Devrin pay defterine geçirilmesi, tarafların ortaklık hukukundan kaynaklanan taleplerini ileri sürmelerine imkan veren bir icra işlemidir. Bu işlemin devreden ve devralan arasındaki ilişki bakımından da bir anlamı yoktur. TTK 520/1 hükmünün amacını aşar biçimde kaleme alındığının kabulü ile niteliğine uygun yorumlanması gerektiği benimsenmelidir. (....
Devrin pay defterine kaydı, pay defterini tutmakla yükümlü olan kişiler tarafından gerçekleştirilmelidir. Sorumluluk ve yetki ilişkisi içerisinde, pay defterinin, tutulması müdürler tarafından yerine getirilmesi gereken bir görevdir. Müdürler hatalı kayıtlardan ve eksik kaydedilmeden doğan zararlardan, ortaklara karşı olduğu gibi, üçüncü kişilere karşı da şahsen ve müteselsilen sorumludurlar.
Ortaklar Kurulu, devri onayladığında, müdürlerin kaydı kendiliklerinden yapmaları gerekmektedir. Bu kaydın yapılması devir sözleşmesinin taraflarının iradelerine bağlı olmadığı gibi, devreden ve devralanın bu konuda bir taleplerinin bulunması dahi gerekmemektedir.
Hisse devrinin, şirket pay defterine kaydedilmemesinden bu işle görevli şirket müdürü ile birlikte şirkete sorumludur.

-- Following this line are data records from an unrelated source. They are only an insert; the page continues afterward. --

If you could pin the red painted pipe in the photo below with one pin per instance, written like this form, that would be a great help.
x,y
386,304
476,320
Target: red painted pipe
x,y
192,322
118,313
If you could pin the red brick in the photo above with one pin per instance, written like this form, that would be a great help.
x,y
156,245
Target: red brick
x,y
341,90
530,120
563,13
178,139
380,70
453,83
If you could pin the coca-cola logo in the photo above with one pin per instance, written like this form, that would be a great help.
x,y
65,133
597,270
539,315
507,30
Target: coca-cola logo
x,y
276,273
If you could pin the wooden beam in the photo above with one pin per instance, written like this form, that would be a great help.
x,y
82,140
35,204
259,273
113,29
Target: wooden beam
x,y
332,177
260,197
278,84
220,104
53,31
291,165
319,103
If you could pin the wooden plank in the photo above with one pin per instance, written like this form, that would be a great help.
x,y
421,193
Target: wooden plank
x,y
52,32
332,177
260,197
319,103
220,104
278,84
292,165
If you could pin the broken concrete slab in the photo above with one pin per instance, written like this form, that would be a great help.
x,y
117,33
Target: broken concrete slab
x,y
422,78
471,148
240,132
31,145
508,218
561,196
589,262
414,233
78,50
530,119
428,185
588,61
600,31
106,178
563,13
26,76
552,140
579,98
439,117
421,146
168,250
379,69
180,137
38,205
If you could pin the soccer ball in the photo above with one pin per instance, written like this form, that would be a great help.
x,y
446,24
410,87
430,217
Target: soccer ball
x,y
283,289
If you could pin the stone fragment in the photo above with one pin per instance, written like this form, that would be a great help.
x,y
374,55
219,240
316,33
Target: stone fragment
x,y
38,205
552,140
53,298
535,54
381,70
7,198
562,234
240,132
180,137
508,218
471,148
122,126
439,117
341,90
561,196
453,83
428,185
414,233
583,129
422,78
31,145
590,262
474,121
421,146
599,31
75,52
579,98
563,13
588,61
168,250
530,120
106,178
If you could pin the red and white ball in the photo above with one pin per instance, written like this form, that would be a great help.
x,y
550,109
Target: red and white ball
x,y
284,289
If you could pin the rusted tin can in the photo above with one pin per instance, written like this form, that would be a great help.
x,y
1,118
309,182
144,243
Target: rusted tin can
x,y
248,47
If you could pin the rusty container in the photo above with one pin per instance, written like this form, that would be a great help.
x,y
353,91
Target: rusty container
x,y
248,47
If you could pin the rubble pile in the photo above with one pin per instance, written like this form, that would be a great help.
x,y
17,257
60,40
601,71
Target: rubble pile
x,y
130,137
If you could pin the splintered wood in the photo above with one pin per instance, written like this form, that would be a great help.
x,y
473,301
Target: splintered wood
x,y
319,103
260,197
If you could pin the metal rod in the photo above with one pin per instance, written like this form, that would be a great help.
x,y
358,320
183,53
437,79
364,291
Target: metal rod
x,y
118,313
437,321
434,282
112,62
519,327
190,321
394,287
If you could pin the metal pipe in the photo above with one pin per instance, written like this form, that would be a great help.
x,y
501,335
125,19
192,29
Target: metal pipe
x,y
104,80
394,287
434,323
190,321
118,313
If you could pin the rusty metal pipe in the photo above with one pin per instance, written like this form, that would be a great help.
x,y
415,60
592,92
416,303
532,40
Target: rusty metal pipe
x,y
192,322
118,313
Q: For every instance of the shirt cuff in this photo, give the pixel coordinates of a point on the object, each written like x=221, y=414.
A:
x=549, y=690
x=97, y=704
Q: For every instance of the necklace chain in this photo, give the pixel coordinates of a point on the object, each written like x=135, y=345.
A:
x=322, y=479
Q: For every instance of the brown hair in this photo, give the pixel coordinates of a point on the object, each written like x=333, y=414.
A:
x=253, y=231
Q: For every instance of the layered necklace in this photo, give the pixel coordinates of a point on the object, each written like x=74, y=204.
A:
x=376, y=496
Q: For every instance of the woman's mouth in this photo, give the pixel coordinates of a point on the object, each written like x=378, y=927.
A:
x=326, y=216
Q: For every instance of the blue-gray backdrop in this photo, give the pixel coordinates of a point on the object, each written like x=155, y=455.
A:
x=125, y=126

Davacının, şirket aleyhine açtığı davanın, çoğu isteyenin azıda istemiş sayılacağı ilkesinden hareketle davacının devrettiği payların, pay defterine kayıt ve tescili istemini de içerdiğinin kabulü zorunludur. Diğer taraftan pay devrinin, şirket pay defterine kaydedilmesinde davacıya bir kusur izafesi mümkün değildir.
Açıklanan nedenlerle, davacının, davalı şirketin ortağı olmadığına ilişkin istemi kabul edilmek üzere yerel mahkeme kararının bozulmasına karar verilmesi gerekirken yazılı gerekçe ile onanmasna ilişkin sayın çoğunluk görüşüne karşıyım.